Which Industries Were Excluded From AB 2257?

AB 2257 does not include exemptions for a number of industries that have engaged in extensive lobbying efforts that pre-date even the passage of AB 5. Such industries include, among others, gig economy companies, franchising, trucking and the motion picture and television industries. The 2021-22 legislative session will undoubtedly see these, and other, industries lobbying for additional exemptions; the most immediate task for many in the business community, however, is understanding how AB 2257’s amendments affect their business relationships.

What Will Happen Next?

AB 2257 took effect immediately upon its passage, and is, accordingly, the law of the State of California. It is a given that some industries which did not secure an exemption will continue lobbying legislators.
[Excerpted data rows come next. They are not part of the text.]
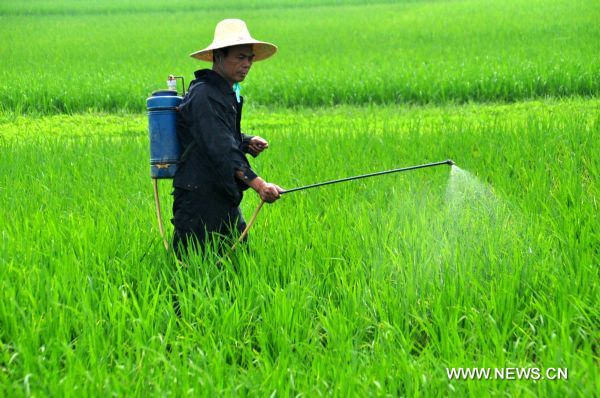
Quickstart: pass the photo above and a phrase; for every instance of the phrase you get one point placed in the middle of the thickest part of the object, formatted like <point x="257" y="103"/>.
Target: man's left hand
<point x="257" y="145"/>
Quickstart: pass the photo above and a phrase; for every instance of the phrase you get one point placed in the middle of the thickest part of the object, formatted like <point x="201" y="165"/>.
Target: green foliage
<point x="109" y="56"/>
<point x="367" y="288"/>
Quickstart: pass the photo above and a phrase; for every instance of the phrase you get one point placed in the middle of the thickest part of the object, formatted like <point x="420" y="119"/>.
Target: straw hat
<point x="233" y="32"/>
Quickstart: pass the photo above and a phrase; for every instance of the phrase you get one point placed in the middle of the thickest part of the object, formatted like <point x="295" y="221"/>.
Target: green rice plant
<point x="373" y="287"/>
<point x="109" y="56"/>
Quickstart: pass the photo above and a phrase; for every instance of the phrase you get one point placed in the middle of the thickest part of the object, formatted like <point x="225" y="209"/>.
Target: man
<point x="214" y="171"/>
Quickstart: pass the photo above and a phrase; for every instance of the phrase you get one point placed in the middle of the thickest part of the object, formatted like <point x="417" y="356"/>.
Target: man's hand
<point x="270" y="192"/>
<point x="257" y="144"/>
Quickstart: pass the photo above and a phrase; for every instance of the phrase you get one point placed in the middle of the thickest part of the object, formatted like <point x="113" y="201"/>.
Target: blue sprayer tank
<point x="164" y="145"/>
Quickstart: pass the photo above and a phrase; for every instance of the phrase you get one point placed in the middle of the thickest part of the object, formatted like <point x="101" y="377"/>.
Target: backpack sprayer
<point x="165" y="151"/>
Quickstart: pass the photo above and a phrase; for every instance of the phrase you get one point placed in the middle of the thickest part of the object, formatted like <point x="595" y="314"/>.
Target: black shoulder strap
<point x="187" y="152"/>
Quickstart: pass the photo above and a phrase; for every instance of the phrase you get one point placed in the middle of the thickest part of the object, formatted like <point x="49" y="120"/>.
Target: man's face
<point x="236" y="65"/>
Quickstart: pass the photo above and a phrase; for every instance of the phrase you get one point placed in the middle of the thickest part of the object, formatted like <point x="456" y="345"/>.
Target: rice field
<point x="108" y="56"/>
<point x="370" y="288"/>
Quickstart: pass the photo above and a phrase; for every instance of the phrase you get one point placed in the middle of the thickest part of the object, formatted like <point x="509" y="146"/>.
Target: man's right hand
<point x="269" y="192"/>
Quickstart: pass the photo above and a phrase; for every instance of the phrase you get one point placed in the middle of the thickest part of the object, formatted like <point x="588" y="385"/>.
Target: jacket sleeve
<point x="212" y="131"/>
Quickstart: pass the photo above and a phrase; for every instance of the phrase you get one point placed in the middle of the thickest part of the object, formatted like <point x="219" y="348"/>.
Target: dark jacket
<point x="212" y="145"/>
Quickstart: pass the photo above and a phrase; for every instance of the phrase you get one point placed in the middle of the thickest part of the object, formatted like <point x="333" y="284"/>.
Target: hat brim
<point x="262" y="50"/>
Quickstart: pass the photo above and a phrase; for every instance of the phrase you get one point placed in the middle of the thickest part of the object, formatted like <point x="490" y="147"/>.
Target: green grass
<point x="366" y="288"/>
<point x="108" y="56"/>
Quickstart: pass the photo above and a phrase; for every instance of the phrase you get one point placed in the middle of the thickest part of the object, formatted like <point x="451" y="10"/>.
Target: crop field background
<point x="370" y="288"/>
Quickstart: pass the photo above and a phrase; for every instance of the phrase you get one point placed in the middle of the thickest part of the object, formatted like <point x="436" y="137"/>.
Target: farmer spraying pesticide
<point x="213" y="170"/>
<point x="197" y="141"/>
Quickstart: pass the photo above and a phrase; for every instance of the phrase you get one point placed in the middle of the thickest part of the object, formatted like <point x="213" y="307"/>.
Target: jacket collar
<point x="210" y="76"/>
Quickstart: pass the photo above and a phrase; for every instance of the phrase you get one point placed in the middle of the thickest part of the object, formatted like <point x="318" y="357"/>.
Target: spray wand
<point x="448" y="162"/>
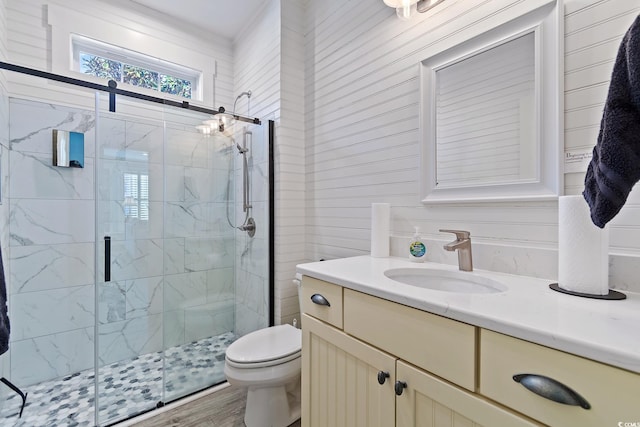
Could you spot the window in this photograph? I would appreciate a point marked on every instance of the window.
(125, 66)
(136, 196)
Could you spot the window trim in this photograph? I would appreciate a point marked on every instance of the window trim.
(97, 25)
(81, 44)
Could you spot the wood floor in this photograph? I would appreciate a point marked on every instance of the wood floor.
(223, 408)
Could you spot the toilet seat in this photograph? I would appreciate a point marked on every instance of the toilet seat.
(266, 347)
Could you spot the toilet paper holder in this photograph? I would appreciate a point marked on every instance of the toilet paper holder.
(612, 295)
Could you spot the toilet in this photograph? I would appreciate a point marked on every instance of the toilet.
(268, 363)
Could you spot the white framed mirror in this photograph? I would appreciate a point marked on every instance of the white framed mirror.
(491, 114)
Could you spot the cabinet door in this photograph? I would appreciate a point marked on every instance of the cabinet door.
(430, 402)
(340, 380)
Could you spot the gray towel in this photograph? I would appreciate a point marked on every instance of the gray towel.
(615, 166)
(4, 316)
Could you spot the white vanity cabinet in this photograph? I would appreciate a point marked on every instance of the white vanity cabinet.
(388, 364)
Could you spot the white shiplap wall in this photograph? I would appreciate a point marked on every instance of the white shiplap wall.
(362, 130)
(256, 65)
(269, 61)
(593, 30)
(290, 158)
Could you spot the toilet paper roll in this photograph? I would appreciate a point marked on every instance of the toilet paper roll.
(380, 229)
(583, 249)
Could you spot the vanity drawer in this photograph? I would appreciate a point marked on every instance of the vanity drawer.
(611, 393)
(322, 300)
(439, 345)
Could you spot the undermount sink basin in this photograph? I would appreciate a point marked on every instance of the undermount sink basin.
(444, 280)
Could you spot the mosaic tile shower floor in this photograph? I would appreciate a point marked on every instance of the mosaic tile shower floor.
(127, 388)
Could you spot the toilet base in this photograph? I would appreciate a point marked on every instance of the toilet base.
(277, 406)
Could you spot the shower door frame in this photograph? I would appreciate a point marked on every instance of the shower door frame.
(112, 89)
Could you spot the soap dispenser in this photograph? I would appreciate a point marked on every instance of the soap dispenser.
(417, 248)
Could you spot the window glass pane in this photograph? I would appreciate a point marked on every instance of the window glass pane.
(100, 67)
(175, 86)
(139, 76)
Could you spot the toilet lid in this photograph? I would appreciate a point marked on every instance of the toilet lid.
(276, 342)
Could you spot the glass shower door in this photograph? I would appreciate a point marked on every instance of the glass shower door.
(129, 261)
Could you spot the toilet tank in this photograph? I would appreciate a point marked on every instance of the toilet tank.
(298, 282)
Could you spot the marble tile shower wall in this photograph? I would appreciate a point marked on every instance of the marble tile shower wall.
(171, 275)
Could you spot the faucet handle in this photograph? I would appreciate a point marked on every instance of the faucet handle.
(460, 234)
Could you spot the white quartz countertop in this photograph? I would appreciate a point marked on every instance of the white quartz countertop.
(606, 331)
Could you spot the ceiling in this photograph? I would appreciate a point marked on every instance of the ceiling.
(224, 17)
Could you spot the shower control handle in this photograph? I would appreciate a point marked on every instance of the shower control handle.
(320, 300)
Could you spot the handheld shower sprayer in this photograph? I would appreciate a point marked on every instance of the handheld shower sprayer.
(248, 224)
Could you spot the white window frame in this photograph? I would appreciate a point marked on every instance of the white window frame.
(66, 22)
(126, 56)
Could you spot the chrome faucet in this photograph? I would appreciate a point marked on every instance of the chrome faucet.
(462, 244)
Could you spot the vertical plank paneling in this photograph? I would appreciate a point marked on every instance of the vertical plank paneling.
(352, 395)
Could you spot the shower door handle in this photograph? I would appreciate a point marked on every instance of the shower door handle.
(107, 258)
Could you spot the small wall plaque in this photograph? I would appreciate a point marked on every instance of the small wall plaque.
(68, 149)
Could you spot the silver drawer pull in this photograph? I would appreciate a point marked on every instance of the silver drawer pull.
(320, 300)
(551, 389)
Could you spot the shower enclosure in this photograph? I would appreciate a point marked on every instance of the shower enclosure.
(128, 278)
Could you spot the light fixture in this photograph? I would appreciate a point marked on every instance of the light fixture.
(217, 124)
(407, 8)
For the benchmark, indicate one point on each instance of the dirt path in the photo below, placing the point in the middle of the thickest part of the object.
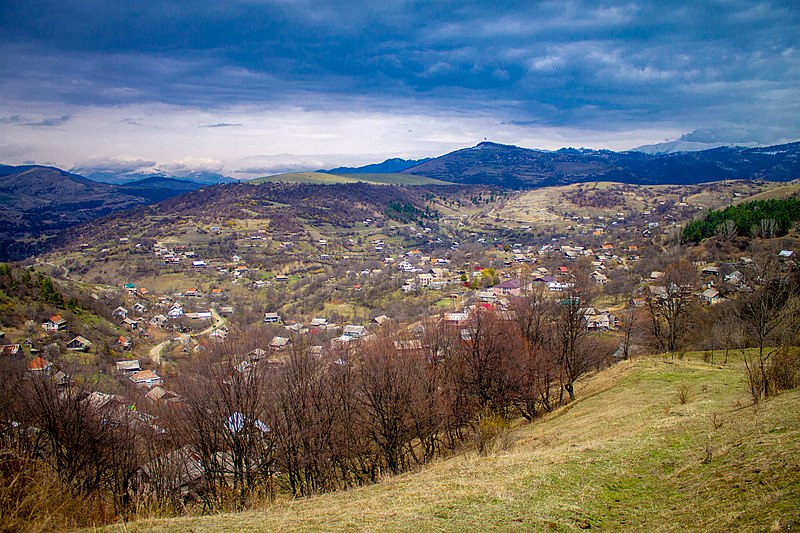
(217, 322)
Others may choose to follow the lead of transportation platform companies, which are funding a ballot initiative (Proposition 22) to create a new class of workers applicable to drivers, if their efforts prove successful. Lawsuits currently pending and yet to be filed, including one previously filed by a trucking industry interest group, may yet impact the scope of AB 2257’s application. Finally, it remains to be seen whether governmental officials will avail themselves of the enforcement powers bestowed upon them, as the flood of such lawsuits predicted by many following the passage of AB 5 has not occurred.